Home » Blog » A No-Nonsense Guide to Semantic Web Specs for XML People [Part I]

A No-Nonsense Guide to Semantic Web Specs for XML People [Part I]

April 14th, 2004

The Semantic Web has a serious problem: the XML people don’t understand it.

They think it’s an utterly complex way to write metadata that you can do with simple namespaces. The two worlds (despite being both hosted inside W3C) don’t talk very much. Many (if not all) W3C folks are all in the RDF camp (and have been there for a while) and they see XML as a half-baked attempt to solve issues that RDF already solves. Unfortunately, not having been in the XML camp at all, they have no way to communicate with the other side.

The XML camp, on the other hand, thinks that they know how to build things that work, while the RDF people are all sitting in their ivory towers telling them that what they are doing is wrong, but without understanding their real-world needs.

As it normally happens in a debate, both are right and both are wrong.

I find myself sitting in a very lucky position: right in the middle of both camps and I talk to both of them.

So, this is a RDF guide for XML people. A much needed one, IMO.

RDF

RDF (Resource Description Framework) is a model for describing directed labelled pseudo-graphs. This means:

  • directed -> every arc has a direction
  • labelled -> every arc has a label
  • pseudo-graph -> there can be more then one arc between the same two nodes

So, for example:

stefano ---(has designed)---> this blog
stefano ---(writes)---> this blog

An RDF model is an unordered collection of statements. A statement is also known as a triple because it’s composed of three things: a subject, a predicate and an object. Subjects and objects are nodes, while a predicate is an arc. In the example above, “stefano” is the subject, “this blog” is the object for both statements, while “has designed” and “writes” are predicates.

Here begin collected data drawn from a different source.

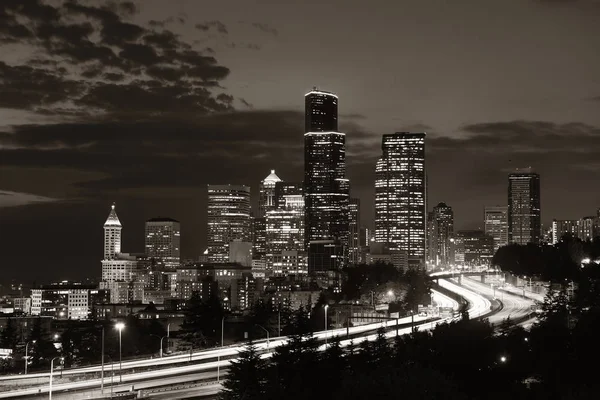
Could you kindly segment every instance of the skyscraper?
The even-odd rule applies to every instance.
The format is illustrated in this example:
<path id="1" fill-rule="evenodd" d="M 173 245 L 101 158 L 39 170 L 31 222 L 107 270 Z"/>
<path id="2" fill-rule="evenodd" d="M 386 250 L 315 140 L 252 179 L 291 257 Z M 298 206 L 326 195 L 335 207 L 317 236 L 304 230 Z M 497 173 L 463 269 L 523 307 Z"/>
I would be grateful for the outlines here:
<path id="1" fill-rule="evenodd" d="M 121 229 L 123 226 L 113 203 L 104 223 L 104 260 L 112 260 L 121 252 Z"/>
<path id="2" fill-rule="evenodd" d="M 360 199 L 350 199 L 349 216 L 348 262 L 357 265 L 361 262 Z"/>
<path id="3" fill-rule="evenodd" d="M 383 135 L 376 166 L 375 241 L 425 265 L 425 133 Z"/>
<path id="4" fill-rule="evenodd" d="M 309 260 L 310 271 L 325 272 L 339 268 L 347 258 L 350 184 L 346 179 L 346 135 L 338 132 L 337 95 L 315 88 L 304 98 L 305 245 L 310 256 L 327 244 L 329 255 Z"/>
<path id="5" fill-rule="evenodd" d="M 272 169 L 269 176 L 263 179 L 259 185 L 259 199 L 258 199 L 258 216 L 264 217 L 267 211 L 277 209 L 275 203 L 275 185 L 277 182 L 281 182 L 281 179 L 275 174 L 275 170 Z"/>
<path id="6" fill-rule="evenodd" d="M 431 237 L 429 251 L 431 267 L 448 267 L 454 264 L 451 239 L 454 237 L 454 211 L 446 203 L 439 203 L 431 212 Z"/>
<path id="7" fill-rule="evenodd" d="M 177 269 L 181 259 L 181 225 L 172 218 L 146 221 L 146 255 L 167 269 Z"/>
<path id="8" fill-rule="evenodd" d="M 208 260 L 229 262 L 229 244 L 251 242 L 250 187 L 208 185 Z"/>
<path id="9" fill-rule="evenodd" d="M 508 207 L 486 206 L 483 211 L 485 234 L 494 238 L 494 252 L 508 244 Z"/>
<path id="10" fill-rule="evenodd" d="M 508 175 L 508 241 L 540 243 L 540 176 L 527 168 Z"/>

RDF is designed with a strongly decentralized system in mind and for this reason, there must be a way to identify those parts of the statements so that they can be reused, either in the same model or in other models. For identification, RDF uses URIs. So, let’s rewrite the above example using URIs:

urn:stefano:betaversion.org -(dc:creator)-> http://www.betaversion.org/~stefano/linotype
urn:stefano:betaversion.org -(dc:author)--> http://www.betaversion.org/~stefano/linotype

where “dc:” is the shorthand for the dublin core namespace. The concept is exactly the same, but we have used URIs to reduce the collision of concepts (we have also made it much harder to find overlap, but that’s another story and it’s much more scalable this way). For readability, I’ll keep using strings instead of URIs here but you should be aware of the fact that URIs are vital for the large scale use of these concepts.

RDF has a few other very important concepts: literals and reification.

  • literals are objects that are not URIs but actual content. Literals can be typed. And, hear hear, there is an “xml content” datatype. This is important because while RDF is powerful enough to describe XML content, lack of order makes it very expensive (since for every RDF statement that represent an XML elements, another statement indicating its original order must be written and later, processed). Note how XML attributes would be much easier to encode in RDF since they are naturally unordered. Here is an example to describe things (note the use of [] to indicate the type):
this blog ---(contains)---> this news
this news ---(has title)---> "Semantic Web 101"
this news ---(was written on)---> "20040404"[date]
this news ---(has content)---> "<html><body>...</body></html>"[XML]
  • reification is the action of using a statement as the subject for another statement. Here is an example of such use:
this news ---(has category)---> "semantic web"
[this news ---(has category)---> "semantic web"] ---(added by)---> stefano

The number one criticism for the semantic web is the idea that in order to work, it has to refer to a gigantic hardcoded and centralized vocabulary and therefore people have the tendency to believe that such a centralized notion is intrinsically bad and against the very principle of the web.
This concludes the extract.